I am trying to integrate use of samtools
into a C program. This application reads data in a binary format called BAM, e.g. from stdin
:
$ cat foo.bam | samtools view -h -
...
(I realize this is a useless use of cat
, but I'm just showing how a BAM file's bytes can be piped to samtools
on the command line. These bytes could come from other upstream processes.)
Within a C program, I would like to write chunks of unsigned char
bytes to the samtools
binary, while simultaneously capturing the standard output from samtools
after it processes these bytes.
Because I cannot use popen()
to simultaneously write to and read from a process, I looked into using publicly-available implementations of popen2()

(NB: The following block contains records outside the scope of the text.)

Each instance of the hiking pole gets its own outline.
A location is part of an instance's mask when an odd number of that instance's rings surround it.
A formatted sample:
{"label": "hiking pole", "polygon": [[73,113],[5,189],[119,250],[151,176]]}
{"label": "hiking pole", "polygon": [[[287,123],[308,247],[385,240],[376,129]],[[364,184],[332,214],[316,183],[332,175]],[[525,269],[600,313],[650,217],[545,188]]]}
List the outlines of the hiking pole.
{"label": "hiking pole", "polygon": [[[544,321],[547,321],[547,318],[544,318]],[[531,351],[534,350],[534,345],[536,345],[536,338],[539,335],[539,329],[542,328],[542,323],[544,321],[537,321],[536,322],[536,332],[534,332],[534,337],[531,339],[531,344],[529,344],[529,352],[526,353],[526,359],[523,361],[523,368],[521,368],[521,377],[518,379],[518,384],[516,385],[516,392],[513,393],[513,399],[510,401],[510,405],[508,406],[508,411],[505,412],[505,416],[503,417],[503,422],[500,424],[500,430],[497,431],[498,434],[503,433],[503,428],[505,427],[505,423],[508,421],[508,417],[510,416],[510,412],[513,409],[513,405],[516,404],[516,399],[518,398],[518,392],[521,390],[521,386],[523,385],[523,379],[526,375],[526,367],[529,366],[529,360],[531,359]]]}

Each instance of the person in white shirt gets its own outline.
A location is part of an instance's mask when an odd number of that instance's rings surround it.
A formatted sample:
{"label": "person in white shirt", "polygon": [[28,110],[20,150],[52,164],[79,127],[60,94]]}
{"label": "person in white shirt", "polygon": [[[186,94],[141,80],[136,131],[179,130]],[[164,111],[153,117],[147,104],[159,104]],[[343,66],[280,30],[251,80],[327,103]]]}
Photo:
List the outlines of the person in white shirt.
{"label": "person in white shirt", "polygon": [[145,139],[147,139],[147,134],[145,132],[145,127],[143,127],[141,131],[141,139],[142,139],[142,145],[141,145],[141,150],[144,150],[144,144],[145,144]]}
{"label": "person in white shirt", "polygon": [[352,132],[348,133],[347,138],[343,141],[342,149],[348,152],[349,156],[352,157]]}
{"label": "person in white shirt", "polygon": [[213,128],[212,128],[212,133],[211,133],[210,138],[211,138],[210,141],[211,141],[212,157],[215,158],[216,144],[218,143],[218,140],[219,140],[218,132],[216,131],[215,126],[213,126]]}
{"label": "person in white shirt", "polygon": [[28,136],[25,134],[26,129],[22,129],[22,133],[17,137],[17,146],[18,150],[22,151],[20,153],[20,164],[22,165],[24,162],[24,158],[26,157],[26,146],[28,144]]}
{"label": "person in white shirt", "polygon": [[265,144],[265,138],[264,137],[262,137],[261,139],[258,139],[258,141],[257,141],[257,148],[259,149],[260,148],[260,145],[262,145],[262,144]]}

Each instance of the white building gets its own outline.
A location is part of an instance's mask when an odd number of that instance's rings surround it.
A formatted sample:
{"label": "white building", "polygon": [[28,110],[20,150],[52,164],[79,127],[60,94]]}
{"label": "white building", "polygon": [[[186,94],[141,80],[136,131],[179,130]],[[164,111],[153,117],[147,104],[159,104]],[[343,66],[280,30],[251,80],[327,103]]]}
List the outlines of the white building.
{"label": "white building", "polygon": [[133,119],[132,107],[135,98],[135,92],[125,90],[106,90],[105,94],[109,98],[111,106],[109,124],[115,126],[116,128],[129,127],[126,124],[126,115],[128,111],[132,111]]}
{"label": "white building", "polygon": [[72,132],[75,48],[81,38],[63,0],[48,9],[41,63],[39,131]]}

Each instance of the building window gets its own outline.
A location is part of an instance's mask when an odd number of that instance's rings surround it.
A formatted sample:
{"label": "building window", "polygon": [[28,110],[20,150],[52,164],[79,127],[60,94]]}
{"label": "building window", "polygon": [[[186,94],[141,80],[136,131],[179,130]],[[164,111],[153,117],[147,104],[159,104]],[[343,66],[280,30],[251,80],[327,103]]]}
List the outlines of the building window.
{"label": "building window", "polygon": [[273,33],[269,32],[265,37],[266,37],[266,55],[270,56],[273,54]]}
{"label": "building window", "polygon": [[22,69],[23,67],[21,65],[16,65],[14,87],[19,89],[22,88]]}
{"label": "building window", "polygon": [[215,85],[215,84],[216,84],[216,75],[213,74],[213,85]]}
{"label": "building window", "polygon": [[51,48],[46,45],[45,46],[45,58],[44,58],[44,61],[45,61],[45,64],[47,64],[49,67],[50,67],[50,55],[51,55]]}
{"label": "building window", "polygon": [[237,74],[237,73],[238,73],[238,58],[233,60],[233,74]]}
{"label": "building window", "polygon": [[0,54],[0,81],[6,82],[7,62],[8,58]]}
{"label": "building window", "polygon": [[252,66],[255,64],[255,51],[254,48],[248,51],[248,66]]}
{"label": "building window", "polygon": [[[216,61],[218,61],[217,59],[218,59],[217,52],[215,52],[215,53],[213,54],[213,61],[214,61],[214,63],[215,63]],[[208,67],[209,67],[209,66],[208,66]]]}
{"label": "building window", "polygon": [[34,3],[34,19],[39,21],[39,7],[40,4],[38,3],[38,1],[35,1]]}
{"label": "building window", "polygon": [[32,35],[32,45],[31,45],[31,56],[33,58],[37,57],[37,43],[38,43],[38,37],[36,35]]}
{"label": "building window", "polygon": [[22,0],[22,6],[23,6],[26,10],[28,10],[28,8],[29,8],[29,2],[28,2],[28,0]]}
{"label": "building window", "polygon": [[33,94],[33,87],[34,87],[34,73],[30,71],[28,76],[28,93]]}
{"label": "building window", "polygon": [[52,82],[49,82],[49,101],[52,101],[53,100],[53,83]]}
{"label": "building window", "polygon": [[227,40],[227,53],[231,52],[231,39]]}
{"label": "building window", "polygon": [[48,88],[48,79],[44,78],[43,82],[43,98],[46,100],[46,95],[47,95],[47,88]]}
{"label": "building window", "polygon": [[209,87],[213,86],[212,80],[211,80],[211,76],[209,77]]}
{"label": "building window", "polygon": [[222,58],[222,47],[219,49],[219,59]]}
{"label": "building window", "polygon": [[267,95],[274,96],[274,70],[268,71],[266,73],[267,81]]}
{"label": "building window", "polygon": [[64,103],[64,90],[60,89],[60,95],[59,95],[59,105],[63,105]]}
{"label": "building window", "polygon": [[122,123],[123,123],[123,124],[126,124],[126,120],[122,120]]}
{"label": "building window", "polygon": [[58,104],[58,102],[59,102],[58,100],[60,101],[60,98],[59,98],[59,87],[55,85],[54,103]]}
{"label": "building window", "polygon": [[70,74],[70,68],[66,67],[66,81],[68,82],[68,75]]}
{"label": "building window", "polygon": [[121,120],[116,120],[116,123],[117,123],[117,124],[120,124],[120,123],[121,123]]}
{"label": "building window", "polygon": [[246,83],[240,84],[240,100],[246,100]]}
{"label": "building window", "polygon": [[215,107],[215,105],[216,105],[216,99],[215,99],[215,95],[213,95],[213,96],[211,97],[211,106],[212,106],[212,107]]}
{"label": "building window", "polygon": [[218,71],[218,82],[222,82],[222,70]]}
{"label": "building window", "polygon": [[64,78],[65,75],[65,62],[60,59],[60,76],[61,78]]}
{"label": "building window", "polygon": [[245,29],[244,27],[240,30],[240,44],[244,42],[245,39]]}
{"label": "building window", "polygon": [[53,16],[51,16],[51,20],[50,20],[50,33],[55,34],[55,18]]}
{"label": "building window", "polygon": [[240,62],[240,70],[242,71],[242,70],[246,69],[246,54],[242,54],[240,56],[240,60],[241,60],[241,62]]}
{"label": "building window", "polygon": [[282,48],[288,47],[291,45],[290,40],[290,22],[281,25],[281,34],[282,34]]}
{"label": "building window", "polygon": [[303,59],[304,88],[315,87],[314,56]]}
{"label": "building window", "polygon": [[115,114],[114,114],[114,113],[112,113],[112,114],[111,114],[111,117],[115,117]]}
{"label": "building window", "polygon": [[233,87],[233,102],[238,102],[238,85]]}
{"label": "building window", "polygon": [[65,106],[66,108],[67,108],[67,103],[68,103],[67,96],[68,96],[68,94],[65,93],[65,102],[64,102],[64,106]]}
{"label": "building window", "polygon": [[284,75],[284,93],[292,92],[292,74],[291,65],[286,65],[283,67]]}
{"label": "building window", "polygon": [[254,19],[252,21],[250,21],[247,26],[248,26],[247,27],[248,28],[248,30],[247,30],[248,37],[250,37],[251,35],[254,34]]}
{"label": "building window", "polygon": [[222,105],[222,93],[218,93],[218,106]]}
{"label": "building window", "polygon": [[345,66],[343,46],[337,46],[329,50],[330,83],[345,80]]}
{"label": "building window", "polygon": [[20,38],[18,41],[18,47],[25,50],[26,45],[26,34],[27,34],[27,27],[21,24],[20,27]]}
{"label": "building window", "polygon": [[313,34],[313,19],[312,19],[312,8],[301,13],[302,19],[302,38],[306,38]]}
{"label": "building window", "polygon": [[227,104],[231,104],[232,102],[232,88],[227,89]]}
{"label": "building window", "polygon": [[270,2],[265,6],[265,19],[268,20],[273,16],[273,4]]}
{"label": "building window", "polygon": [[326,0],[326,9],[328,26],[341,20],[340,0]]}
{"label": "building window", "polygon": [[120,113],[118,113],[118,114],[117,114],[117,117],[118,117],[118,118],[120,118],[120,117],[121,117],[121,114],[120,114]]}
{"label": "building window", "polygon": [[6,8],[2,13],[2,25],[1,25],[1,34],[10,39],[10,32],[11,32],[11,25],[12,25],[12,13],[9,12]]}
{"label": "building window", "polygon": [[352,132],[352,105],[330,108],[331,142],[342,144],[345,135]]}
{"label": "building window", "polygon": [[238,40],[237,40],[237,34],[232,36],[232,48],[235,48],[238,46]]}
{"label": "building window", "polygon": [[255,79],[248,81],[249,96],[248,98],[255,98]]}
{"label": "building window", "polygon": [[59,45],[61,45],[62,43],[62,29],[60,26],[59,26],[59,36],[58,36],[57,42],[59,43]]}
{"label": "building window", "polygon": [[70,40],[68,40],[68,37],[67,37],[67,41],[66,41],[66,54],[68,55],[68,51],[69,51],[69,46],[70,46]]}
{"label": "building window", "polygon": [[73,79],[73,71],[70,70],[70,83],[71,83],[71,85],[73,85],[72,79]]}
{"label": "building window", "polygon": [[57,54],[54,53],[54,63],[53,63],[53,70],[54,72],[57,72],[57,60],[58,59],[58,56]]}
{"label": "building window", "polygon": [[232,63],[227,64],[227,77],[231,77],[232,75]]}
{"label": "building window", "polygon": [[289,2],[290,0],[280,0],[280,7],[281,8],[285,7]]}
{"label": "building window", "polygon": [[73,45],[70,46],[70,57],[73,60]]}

, which appears to be written to support this.
I wrote the following test code, which attempts to write()
4 kB chunks bytes of a BAM file located in the same directory to a samtools
process. It then read()
s bytes from the output of samtools
into a line buffer, printed to standard error:
#include <sys/types.h>
#include <fcntl.h>
#include <stdio.h>
#include <stdlib.h>
#include <string.h>
#include <unistd.h>
#define READ 0
#define WRITE 1
pid_t popen2(const char *command, int *infp, int *outfp)
{
int p_stdin[2], p_stdout[2];
pid_t pid;
if (pipe(p_stdin) != 0 || pipe(p_stdout) != 0)
return -1;
pid = fork();
if (pid < 0)
return pid;
else if (pid == 0)
{
close(p_stdin[WRITE]);
dup2(p_stdin[READ], READ);
close(p_stdout[READ]);
dup2(p_stdout[WRITE], WRITE);
execl("/bin/sh", "sh", "-c", command, NULL);
perror("execl");
exit(1);
}
if (infp == NULL)
close(p_stdin[WRITE]);
else
*infp = p_stdin[WRITE];
if (outfp == NULL)
close(p_stdout[READ]);
else
*outfp = p_stdout[READ];
return pid;
}
int main(int argc, char **argv)
{
int infp, outfp;
/* set up samtools to read from stdin */
if (popen2("samtools view -h -", &infp, &outfp) <= 0) {
printf("Unable to exec samtools\n");
exit(1);
}
const char *fn = "foo.bam";
FILE *fp = NULL;
fp = fopen(fn, "r");
if (!fp)
exit(-1);
unsigned char buf[4096];
char line_buf[65536] = {0};
while(1) {
size_t n_bytes = fread(buf, sizeof(buf[0]), sizeof(buf), fp);
fprintf(stderr, "read\t-> %08zu bytes from fp\n", n_bytes);
write(infp, buf, n_bytes);
fprintf(stderr, "wrote\t-> %08zu bytes to samtools process\n", n_bytes);
read(outfp, line_buf, sizeof(line_buf));
fprintf(stderr, "output\t-> \n%s\n", line_buf);
memset(line_buf, '\0', sizeof(line_buf));
if (feof(fp) || ferror(fp)) {
break;
}
}
return 0;
}
(For a local copy of foo.bam
, here is a link to the binary file I am using for testing. But any BAM file would do for testing purposes.)
To compile:
$ cc -Wall test_bam.c -o test_bam
The problem is that the procedure hangs after the write()
call:
$ ./test_bam
read -> 00004096 bytes from fp
wrote -> 00004096 bytes to samtools process
[bam_header_read] EOF marker is absent. The input is probably truncated.
If I close()
the infp
variable immediately after the write()
call, then the loop goes through one more iteration before hanging:
...
write(infp, buf, n_bytes);
close(infp); /* <---------- added after the write() call */
fprintf(stderr, "wrote\t-> %08zu bytes to samtools process\n", n_bytes);
...
With the close()
statement:
$ ./test_bam
read -> 00004096 bytes from fp
wrote -> 00004096 bytes to samtools process
[bam_header_read] EOF marker is absent. The input is probably truncated.
[main_samview] truncated file.
output ->
@HD VN:1.0 SO:coordinate
@SQ SN:seq1 LN:5000
@SQ SN:seq2 LN:5000
@CO Example of SAM/BAM file format.
read -> 00004096 bytes from fp
wrote -> 00004096 bytes to samtools process
With this change, I get some output that I'd otherwise expect to get if I ran samtools
on the command line, but as mentioned, the procedure hangs once again.
How does one use popen2()
to write and read data in chunks to internal buffers? If this isn't possible, are there alternatives to popen2()
that would work better for this task?